Members of the committee that reviewed the bill before us were in China in July this year. I had the opportunity, along with Senator McKenzie, Senator Bilyk and Senator Marshall, to ask people those very questions: was there a demand in rural and regional areas—in this case in China—for students to be educated and trained? Of course, there was a very strong demand. At this moment we are not addressing ourselves to it. I would have thought that under the auspices of the legislation we are discussing today we would see those opportunities. I am not speaking just about those opportunities in the agriculture and agribusiness areas, I am also speaking about others that affect regional and non-urban communities.

I conclude with some comments about the appropriateness of education beyond the secondary level. We are at risk in this country of promoting and of focusing on tertiary education when quite rightly for many people we should be focussing on the VET sector—the skill sector. Why do I say that? For numbers of reasons. Having been associated for some years teaching at an agricultural university in Western Australia, I saw many instances of substantial differences or barriers against young people participating in tertiary education, when the right place for them was the postsecondary and VET sector. I speak of gender differences: at the age of 17, young women very often are more mature than young men. Young men are not ready to focus on the discipline and the rigour of a tertiary qualification when at that stage they may well be interested in the more practical nature of VET sector training.

Socioeconomics is a factor, and we are addressing it in this bill. Personal circumstances are among other factors. There are students who sometimes cannot be released for full-time study either because of family circumstances or they may be required in their own family's or other businesses on a full-time basis. But they could actually participate part-time, and VET sector training is more appropriate for those people.

One of the concerns I have is that there is all too much emphasis on people necessarily having to get a university degree. In fact, it may be far more appropriate for them to make a career for themselves in the trades areas from which they will have obtained qualifications in the VET sector. The other plea we would all make, and I concur with Senator Evans and others in this area, is that unlike the 1970s and eighties and nineties we are seeing now a more seamless movement from those who, for whatever reason, start their postsecondary training in the skills area and then develop an interest in learning. I have seen many instances of young men who have gone into the VET sector, have developed some skills, and then have developed a love of learning. They may have been told when they were kids that they were dumb and thick and could not study, but all of a sudden they have discovered that they love learning. We need to see that seamless movement into the tertiary sector and even into the post-tertiary sector of higher qualifications. I can speak of many instances of young people who we had to fight to get into the VET sector and who subsequently not only got degrees but also went on to get very good doctorates in their areas.

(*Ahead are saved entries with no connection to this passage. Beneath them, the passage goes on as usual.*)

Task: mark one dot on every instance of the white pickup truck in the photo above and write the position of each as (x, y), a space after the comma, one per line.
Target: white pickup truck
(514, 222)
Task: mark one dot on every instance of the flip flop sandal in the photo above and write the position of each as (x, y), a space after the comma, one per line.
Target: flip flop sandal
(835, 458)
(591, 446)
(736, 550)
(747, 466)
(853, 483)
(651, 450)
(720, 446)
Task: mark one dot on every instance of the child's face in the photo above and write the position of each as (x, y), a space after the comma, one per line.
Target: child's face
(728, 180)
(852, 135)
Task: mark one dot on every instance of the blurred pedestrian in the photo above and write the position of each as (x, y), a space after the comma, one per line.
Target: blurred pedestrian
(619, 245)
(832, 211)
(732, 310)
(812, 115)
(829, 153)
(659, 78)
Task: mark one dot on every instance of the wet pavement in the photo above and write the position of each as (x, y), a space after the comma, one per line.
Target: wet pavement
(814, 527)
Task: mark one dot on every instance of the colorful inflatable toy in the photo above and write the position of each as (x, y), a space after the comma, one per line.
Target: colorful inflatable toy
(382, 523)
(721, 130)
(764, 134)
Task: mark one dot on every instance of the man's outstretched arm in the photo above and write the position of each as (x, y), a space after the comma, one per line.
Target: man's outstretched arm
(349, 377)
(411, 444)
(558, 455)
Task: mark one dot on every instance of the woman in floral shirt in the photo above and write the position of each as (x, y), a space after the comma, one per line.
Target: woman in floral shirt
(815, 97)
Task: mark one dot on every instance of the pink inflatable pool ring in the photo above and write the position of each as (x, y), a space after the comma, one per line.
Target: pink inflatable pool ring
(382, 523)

Those are the areas upon which I want to focus. As I said, I support the thrust of this legislation. I support any opportunity for a young person to be able to take a loan under the HELP provisions, if that is necessary. But it is not adequate to just get somebody into the postsecondary and tertiary sectors, what we need to focus on is them graduating—passing, completing and moving forward. I will give all support to those policies, those philosophies and that legislation which will achieve it.